The Fed established the term securities lending facility as an additional option to address balance sheet concerns, enabling banks to exchange mortgage-backed CDOs for U.S. Treasury securities. Because of the high exposure that the firms had to mortgage-backed CDOs, the value of their assets was declining. This had profound implications for their balance sheets. If uncontrolled, falling CDO prices might have caused financial institutions to go bankrupt and contributed to losing faith in the American financial system.

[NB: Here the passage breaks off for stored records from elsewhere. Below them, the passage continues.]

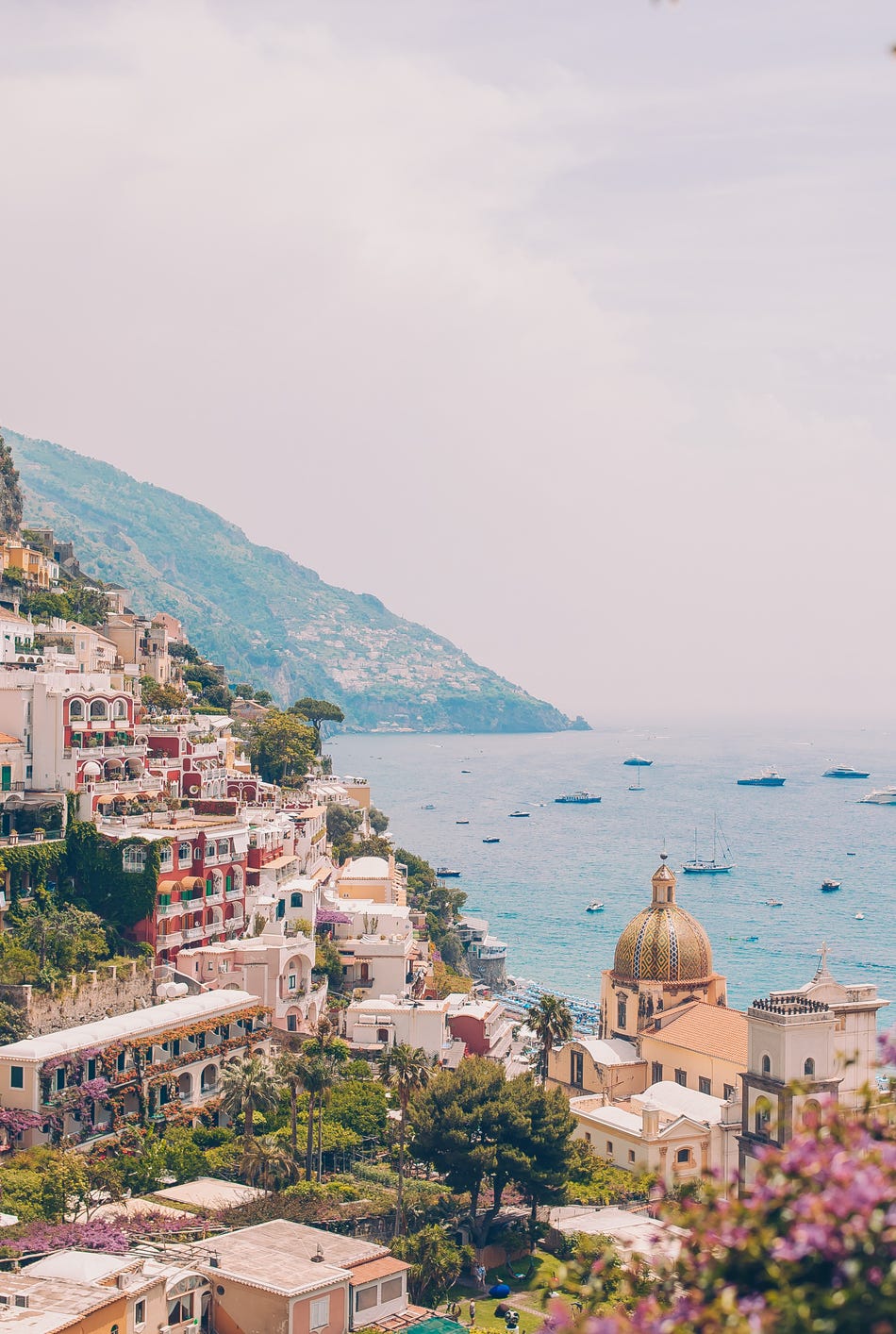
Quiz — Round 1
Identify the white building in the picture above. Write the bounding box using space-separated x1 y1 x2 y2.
177 925 326 1032
344 995 464 1066
0 992 271 1147
570 1080 740 1190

Balance sheet worries, however, may be lessened until liquidity and pricing circumstances for these securities improve by replacing falling CDOs with U.S. Treasuries. This recently developed technique allowed for the 2007 Fed-planned seizure of Bear Stearns.

Monetary Easing

The Fed’s arsenal of tools may occasionally need to be improved to boost economic activity during a severe crisis. For example, quantitative easing (QE) is an unconventional monetary policy where a central bank buys longer-term government securities or other kinds of protection on the open market to expand the money supply and promote lending and investment. By driving up the price of fixed-income assets, purchasing these securities boosts the economy’s money supply and lowers interest rates. As a result, the central bank’s balance sheet also significantly increased.

Normal open market operations, which target interest rates, are ineffective when short-term interest rates are at or near zero. Thus, a central bank can instead target specific asset purchases. In addition, quantitative easing expands the money supply by acquiring assets with freshly issued bank reserves to give banks more liquidity.

Some central banks have turned to even more severe measures like hostile interest rate policy if QE fails (NIRP). Although it was adjusted to 0%-0.25% after the 2008 financial crisis and once more in March 2020 in the wake of the COVID-19 pandemic, the Fed has never before placed target interest rates below zero.

Even though monetary policy is generally in flux, it relies on the fundamental idea of changing interest rates, which affects the money supply, the economy, and inflation—understanding the Fed’s motivations for implementing particular policies and how those policies might affect the economy. This is so that opportunities presented by the ups and downs of economic cycles can be taken advantage of to accept or shun investment risk. As a result, finding attractive chances in the markets requires a solid understanding of monetary policy.